Coleman: the difference is that other threads actually do get CPU time if the badly-behaved thread is at normal priority. You don't see it because the well-behaved threads have normally woken up, done their work, and gone back to sleep again before their time slice has elapsed, and are therefore using far less than 1% of the CPU time. Process Explorer from www.sysinternals.com can show fractional CPU. It can also show the Context Switch Delta, the number of times this thread was switched to - some threads are doing such tiny amounts of work that they don't even get credited with any CPU time by the thread time accounting.
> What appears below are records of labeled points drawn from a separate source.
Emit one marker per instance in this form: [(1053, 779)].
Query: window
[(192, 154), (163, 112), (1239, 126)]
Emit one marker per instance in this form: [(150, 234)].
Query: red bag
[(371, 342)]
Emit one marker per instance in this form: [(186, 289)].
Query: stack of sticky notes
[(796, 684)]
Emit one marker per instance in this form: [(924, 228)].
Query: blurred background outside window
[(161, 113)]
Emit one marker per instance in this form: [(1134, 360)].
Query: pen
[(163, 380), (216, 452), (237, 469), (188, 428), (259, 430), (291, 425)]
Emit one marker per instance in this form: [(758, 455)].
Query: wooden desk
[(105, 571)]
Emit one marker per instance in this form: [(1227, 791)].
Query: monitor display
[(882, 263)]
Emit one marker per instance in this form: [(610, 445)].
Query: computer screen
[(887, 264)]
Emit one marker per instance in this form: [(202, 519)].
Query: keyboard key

If the badly-behaved thread is at high priority and the other runnable threads are at normal priority, at the end of every quantum for the badly-behaved thread, the scheduler will look at the priority queues, see that there's no other thread at this priority level and just run the badly-behaved thread again. This is what it's designed to do. It's only when the balance set manager thread boosts the priority of the starved thread that the starved thread will get to run, and it will only get up to one quantum (about 270ms with XP's default settings for the foreground application, 90ms for a background application or a special quantum of 4 ticks = 60ms on Windows Server 2003) before its dynamic priority drops back down and the badly-behaved thread gets full control again.
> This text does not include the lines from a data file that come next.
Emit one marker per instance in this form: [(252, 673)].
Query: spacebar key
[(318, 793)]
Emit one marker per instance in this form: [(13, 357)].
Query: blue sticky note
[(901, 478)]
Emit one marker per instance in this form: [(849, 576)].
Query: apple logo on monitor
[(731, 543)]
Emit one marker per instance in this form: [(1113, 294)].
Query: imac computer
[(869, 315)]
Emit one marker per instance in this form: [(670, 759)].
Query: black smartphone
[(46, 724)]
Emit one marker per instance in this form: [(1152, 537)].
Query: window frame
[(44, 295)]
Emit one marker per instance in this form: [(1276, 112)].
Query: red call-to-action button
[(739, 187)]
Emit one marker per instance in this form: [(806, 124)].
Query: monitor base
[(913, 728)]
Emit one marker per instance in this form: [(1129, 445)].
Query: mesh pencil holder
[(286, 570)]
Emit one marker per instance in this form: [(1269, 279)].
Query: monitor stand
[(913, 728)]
The scheduler _is_ doing its job. Its job is to run higher priority threads until they block. If the threads don't block, that's a programming error. Unfortunately developers have a tendency to use all the resources of the system for their task, not considering that it may not be the most important task for the user at that time.

A spinlock is meant to spin for a _short_ time. If it spins for as long as a timer tick (15ms) it's spinning too long and should have blocked.

A thread doesn't just block when Sleep or the WaitFor{Single,Multiple}Object{s} family are called. It also blocks when GetMessage is called (PeekMessage does not block and should be avoided where possible). Never use Application.DoEvents - that's a polling function (it calls PeekMessage) and can cause re-entrancy problems as well. Blocking also occurs whenever disk accesses are needed to satisfy a request, either explicitly using ReadFile (or anything on top of that, e.g. fgets, fscanf, StreamReader), or implicitly when paging code or data from the executable or the page file, or from a memory-mapped file.

If you genuinely have a compute-bound operation whose code and data fits in a small area of memory, then there's no need to yield as long as you leave the priorities alone - the scheduler will pick another thread at the same priority to run (the one which ran least recently) when your thread's quantum elapses, if there is a runnable thread. High priorities are for responsiveness where the OS dynamic boosts are not sufficient. I can't honestly think of a reason to use this.

If you find any operation where you're polling a value and the API doesn't offer a blocking version (or a version that signals a synchronisation object), complain to the maker of the API.